It was just about a year ago, on Aug. 23, 2008, that James Baker recorded an idea in his journal for an improved method of converting organic material into usable energy. Known as biomass gasification, the process reduces sources such as grass or wood to produce synthetic gas similar to natural gas or propane. These fuels can be used in a variety of applications, from automobiles to heating furnaces.
The ultimate goal for the student from Rossford is to make a different type of hybrid/dual fuel processor small enough to fit in the trunk of an automobile. The gasifier would convert cellulose derived from biomass into a clean, burnable gas that could supplement the gasoline used in the vehicle’s engine.
Baker, now a senior majoring in engineering technology, said of his inspiration, “A lot of people were skeptical that it would work—a lot of people still have a hard time believing it will work.”
However, after months of design, construction and bated breath on the part of its creators, the centrifugal gasification reactor has validated Baker’s initial concept. In its recent first test, it outperformed his expectations. “Getting it working was the Eureka moment,” Baker said. Though the test was only the first step of many, he said, “the really important part of it works, so it’s on its way.”
Though others doubted, the University saw potential in the idea. When Baker transferred to BGSU from Owens Community College in fall 2007, he disclosed his concept to the Office of Sponsored Programs and Research, which found enough merit in it to be willing to help fund its development. “The PATDOC (Patent Advisory and Technology Development Oversight Committee) members were impressed with the knowledge and initiative evidenced by James in his invention. We decided that we wanted to fund further development of his idea. BGSU does have a fund to support small projects that could lead to commercialization of BGSU intellectual property,” said Dr. Deanne Snavely, interim vice provost for research and dean of the Graduate College.
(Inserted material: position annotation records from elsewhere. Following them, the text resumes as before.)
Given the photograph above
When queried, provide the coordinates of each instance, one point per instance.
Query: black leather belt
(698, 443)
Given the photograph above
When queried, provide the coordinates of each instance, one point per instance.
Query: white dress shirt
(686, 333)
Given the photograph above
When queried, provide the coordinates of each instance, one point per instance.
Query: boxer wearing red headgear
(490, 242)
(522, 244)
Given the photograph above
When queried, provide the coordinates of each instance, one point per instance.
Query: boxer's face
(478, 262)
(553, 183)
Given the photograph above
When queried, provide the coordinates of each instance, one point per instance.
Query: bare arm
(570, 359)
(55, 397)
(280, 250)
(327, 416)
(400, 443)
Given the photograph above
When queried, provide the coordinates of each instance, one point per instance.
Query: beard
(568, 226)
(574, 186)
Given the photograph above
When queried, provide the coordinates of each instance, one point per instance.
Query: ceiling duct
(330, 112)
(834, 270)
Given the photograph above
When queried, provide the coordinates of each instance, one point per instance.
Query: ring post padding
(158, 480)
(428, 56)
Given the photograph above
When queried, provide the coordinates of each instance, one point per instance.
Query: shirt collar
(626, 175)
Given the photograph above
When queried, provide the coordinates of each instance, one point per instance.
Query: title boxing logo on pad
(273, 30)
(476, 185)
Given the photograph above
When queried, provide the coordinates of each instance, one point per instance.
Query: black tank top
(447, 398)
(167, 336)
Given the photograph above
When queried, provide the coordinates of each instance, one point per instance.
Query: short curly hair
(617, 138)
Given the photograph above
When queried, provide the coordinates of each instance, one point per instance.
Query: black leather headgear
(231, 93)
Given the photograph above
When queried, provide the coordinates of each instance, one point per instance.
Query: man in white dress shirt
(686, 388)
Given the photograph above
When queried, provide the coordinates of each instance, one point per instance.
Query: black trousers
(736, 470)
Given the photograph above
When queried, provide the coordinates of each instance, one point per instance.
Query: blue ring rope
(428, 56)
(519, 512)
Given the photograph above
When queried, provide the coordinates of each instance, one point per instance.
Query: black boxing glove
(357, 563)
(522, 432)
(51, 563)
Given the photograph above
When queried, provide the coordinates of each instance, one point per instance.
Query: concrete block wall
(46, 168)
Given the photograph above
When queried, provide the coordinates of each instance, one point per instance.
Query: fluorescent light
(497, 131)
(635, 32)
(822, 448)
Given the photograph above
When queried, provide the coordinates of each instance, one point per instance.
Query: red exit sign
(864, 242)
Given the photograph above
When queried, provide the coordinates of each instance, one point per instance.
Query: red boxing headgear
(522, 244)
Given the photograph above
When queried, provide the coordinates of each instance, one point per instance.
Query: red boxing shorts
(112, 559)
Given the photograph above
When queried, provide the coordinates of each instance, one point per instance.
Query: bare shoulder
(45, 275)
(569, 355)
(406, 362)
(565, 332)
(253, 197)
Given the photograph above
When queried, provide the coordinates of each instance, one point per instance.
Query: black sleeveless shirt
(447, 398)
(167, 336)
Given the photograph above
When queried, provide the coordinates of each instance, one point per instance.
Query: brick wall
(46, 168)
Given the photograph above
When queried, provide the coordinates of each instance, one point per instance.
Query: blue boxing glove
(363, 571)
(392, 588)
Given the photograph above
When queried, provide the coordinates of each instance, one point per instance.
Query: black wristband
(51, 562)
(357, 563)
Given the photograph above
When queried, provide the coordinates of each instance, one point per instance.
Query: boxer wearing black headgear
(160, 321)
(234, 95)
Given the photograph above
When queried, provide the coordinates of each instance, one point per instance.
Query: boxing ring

Barry Piersol, director of the Electric Vehicle Institute (EVI), is the principal investigator on the project and has handled all the financial aspects. Under his direction, Baker participated in the SETGO undergraduate research program this summer (www.bgsu.edu/offices/mc/monitor/08-24-09/page69667.html), spending 10 weeks building the biomass gasifier.
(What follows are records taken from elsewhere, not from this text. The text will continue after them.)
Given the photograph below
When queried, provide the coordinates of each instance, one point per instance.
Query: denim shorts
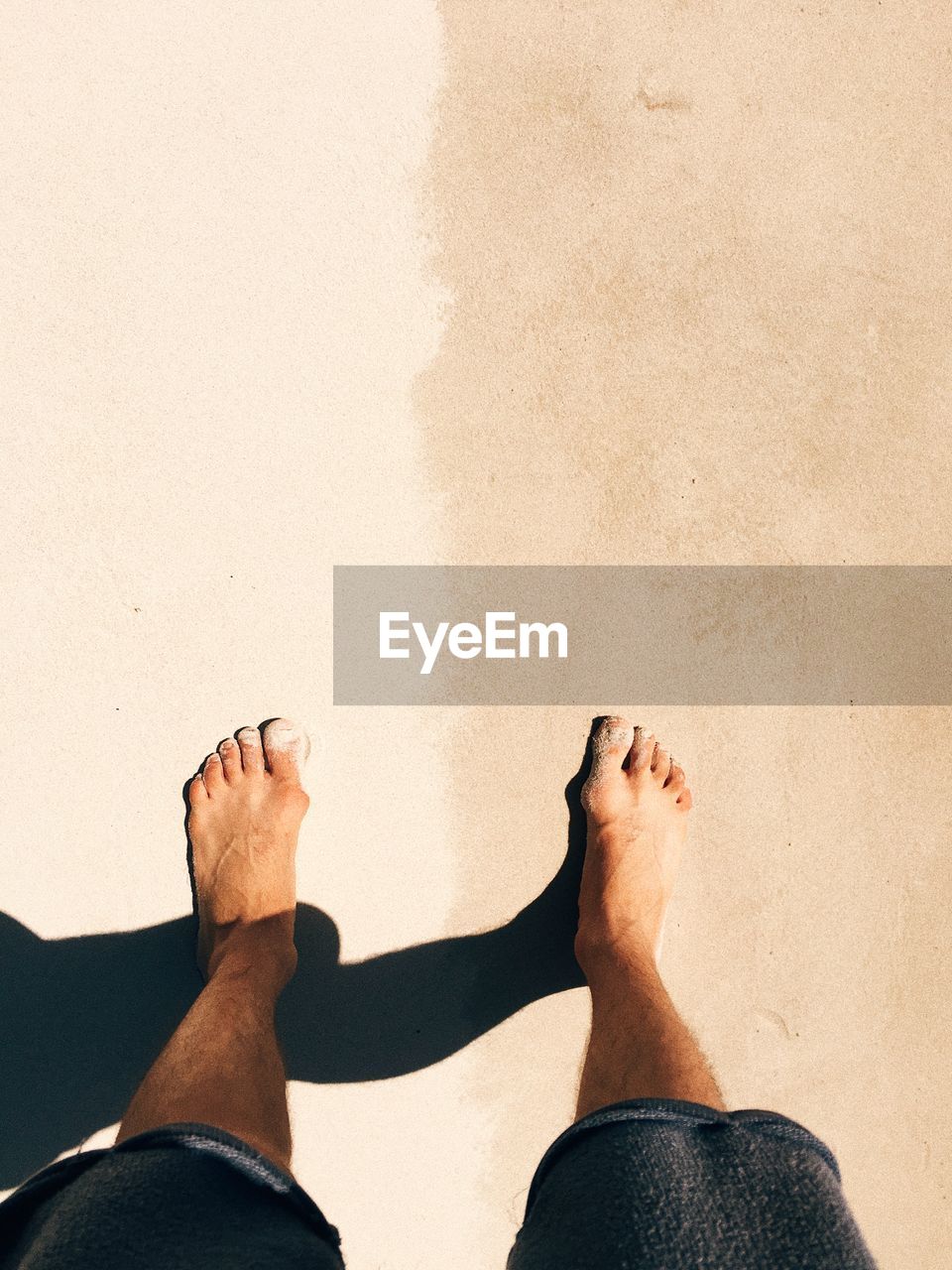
(653, 1184)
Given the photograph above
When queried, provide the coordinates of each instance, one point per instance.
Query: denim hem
(203, 1138)
(687, 1114)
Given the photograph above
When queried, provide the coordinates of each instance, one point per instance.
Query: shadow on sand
(84, 1017)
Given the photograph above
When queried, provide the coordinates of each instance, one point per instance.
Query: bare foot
(245, 811)
(638, 804)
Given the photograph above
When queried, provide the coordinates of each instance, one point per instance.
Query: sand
(470, 285)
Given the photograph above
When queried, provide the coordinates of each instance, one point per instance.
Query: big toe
(286, 748)
(610, 748)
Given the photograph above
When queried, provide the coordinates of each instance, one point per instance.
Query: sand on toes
(245, 812)
(636, 803)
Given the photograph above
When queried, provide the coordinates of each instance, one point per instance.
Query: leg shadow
(85, 1017)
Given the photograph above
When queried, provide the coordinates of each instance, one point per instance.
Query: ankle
(615, 960)
(259, 953)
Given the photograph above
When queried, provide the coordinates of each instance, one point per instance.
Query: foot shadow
(84, 1017)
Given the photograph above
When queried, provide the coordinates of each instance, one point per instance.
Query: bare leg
(222, 1066)
(638, 804)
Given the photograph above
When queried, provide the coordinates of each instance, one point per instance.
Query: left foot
(245, 811)
(636, 803)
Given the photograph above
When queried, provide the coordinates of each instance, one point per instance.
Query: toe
(286, 747)
(661, 765)
(675, 781)
(611, 746)
(643, 751)
(212, 772)
(230, 758)
(252, 754)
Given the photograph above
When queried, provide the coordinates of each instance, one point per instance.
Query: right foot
(245, 811)
(636, 803)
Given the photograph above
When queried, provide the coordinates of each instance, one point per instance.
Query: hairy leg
(636, 802)
(222, 1066)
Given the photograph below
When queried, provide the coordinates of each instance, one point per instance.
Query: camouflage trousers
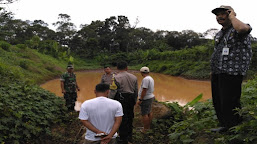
(70, 98)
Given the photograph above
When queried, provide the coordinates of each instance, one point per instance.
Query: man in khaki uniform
(127, 95)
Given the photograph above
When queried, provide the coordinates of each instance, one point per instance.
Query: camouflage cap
(221, 8)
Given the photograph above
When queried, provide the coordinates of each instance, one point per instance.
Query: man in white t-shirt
(146, 98)
(101, 115)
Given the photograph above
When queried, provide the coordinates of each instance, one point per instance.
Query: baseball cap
(70, 66)
(145, 69)
(221, 8)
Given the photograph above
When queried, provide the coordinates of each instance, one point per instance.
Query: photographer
(101, 116)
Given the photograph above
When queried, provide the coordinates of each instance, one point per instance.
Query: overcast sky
(171, 15)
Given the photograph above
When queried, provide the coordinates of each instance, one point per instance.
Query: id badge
(225, 51)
“James is the first undergraduate in my memory who has presented us a potentially patentable invention,” Piersol said. “It’s been refreshing to be engaged with a young mind with lots of creative juices.”
BGSU also offered Baker the invaluable assistance of Charles Codding Jr., EVI process engineer and former engineering instructor, who guided the physical building of the apparatus. “His expertise and knowledge of manufacturing and engineering processes got this project off the ground. I’m indebted to him because of his help,” Baker said.
Codding mentored him while he was making the initial design, which helped reduce the cost significantly, Baker added.
The two availed themselves of the vast array of equipment the College of Technology has amassed over the years. “We probably used every tool in the research lab, including some that hadn’t been used for years,” Baker recalled.
The aluminum castings were done in a local foundry, and Baker and Codding machined the rough metal pieces. Finally, the gasifier was sent out to be balanced. Then came the all-important actual test, which, to everyone’s great relief and exultation, worked.
Baker has been intrigued with science and physics since he was a child reading a set of scientific encyclopedias on inventions that he described as a “catalog of ideas.”
“I’m always thinking of how to mesh ideas to create a new idea,” he said.
Now that the SETGO summer program is completed, the project will move back into the EVI Research and Development Laboratory in the technology college, where Baker can continue testing and refinements.